CONCURRING OPINION by Judge Ferris
[B1] Elaborating on my view on the majority opinion, the ability of the executive to engage in a colony requires careful consideration.
[B2] I find it prudent to refer to Black’s Law Dictionary on what a government means as it is based on a presidential system and American common law, a lot like SimDemocracy. Hence, a Government is defined as
“An organization through which a body of people exercises political authority; the machinery by which sovereign power is expressed.
In this sense, the term refers collectively to the political organs of a country regardless of their function or level, and regardless of the subject matter they deal with”.
[B3] When a government collapses or loses functional control over a region there are several stages it must go through before the challenged clause can take effect:
- [B3.1] When the government collapses, the provision in the charter, if any, shall come into effect. When the Senate grants a colony autonomy over governance, that logically includes the remedial action to be taken when dealing with a situation within the government. Additionally, when the charter grants a government, regardless of nature, statutory control and via said provision, grants them functional control over a colony; The government satisfies the definition in [B2].
- [B3.2] If the charter does not possess a provision as described in the previous paragraph; then power falls to the people. Since regardless of the executive authority possessed by the president, they cannot overrule the Senate on the matter of autonomy in a colony and especially not when the reason cited is a presumed duty which has no link to the statutes. Once more a group of people may exercise political authority in a more direct form and satisfy the definition. Though this government might be contradictory to the charter, it is still a legitimate government which has autonomy over the matters and lands granted to it by the Senate.

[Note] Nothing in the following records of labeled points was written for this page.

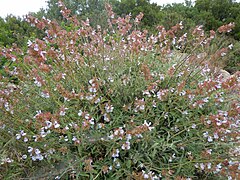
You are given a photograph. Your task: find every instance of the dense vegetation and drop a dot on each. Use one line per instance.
(90, 94)
(209, 13)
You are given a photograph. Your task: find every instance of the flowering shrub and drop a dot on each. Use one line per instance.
(118, 103)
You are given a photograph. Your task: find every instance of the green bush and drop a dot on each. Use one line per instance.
(117, 103)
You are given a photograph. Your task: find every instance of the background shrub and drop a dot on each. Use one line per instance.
(118, 103)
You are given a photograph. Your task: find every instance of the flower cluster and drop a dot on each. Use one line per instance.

- [B3.3] In the possibility that somehow, the people are unable to form a government, then the executive may take action (not to be confused with using the challenged EO) using powers granted to them by the Constitution. Though the president holds primary executive authority over the core territories, and hence their power does not extend to colonies under Article 5§4. Article 14§3 clearly states that the Senate may grant colonies autonomy of governance. Which means that when the Senate has not granted them autonomy they are subservient to the executive. I say the executive, because it simply cannot be the judiciary since they wield judicial authority under Article 9§1 and the Senate holds legislative authority under Article 1§1. It goes without saying that the legislative and judicial body simply do not possess the authority to take executive actions in a colony. So a far less outlandish reading would be that the executive body holds executive authority over a colony until and unless the Senate applies checks and balances upon that power.
- [B3.4] Furthermore, under the principles of ex proprio regulam/Exception proves the rule. The Senate granting autonomy to a body, implies that else they would not be autonomous i.e. subservient to a higher authority. For the reasons stated above I believe that it would be the executive.
[B4] I also note that the powers described in [B3.3]-[B4.4] exist at all times.
[B5] For the reasons above, the executive has authority within a colony within the limits of the charter and the other checks established by the Senate. Which also means that if a colony has been given autonomy over a particular matter, the executive cannot interfere, regardless of the operational status of the government, unless the autonomy has been revoked.
[B6] Finally, if the executive possesses authority over a colony in any shape or form, then the challenged clause cannot come into effect, since though limited, there is still a government (this is the most likely situation due to the list in Article 14§3 is not exhaustive). If the colony has complete autonomy, then the executive still cannot use the challenged clause since that would be unconstitutionally taking control of an autonomous region.
[B7] For the reasons above, I agree with the majority. The EO is meaningless and unconstitutional if used.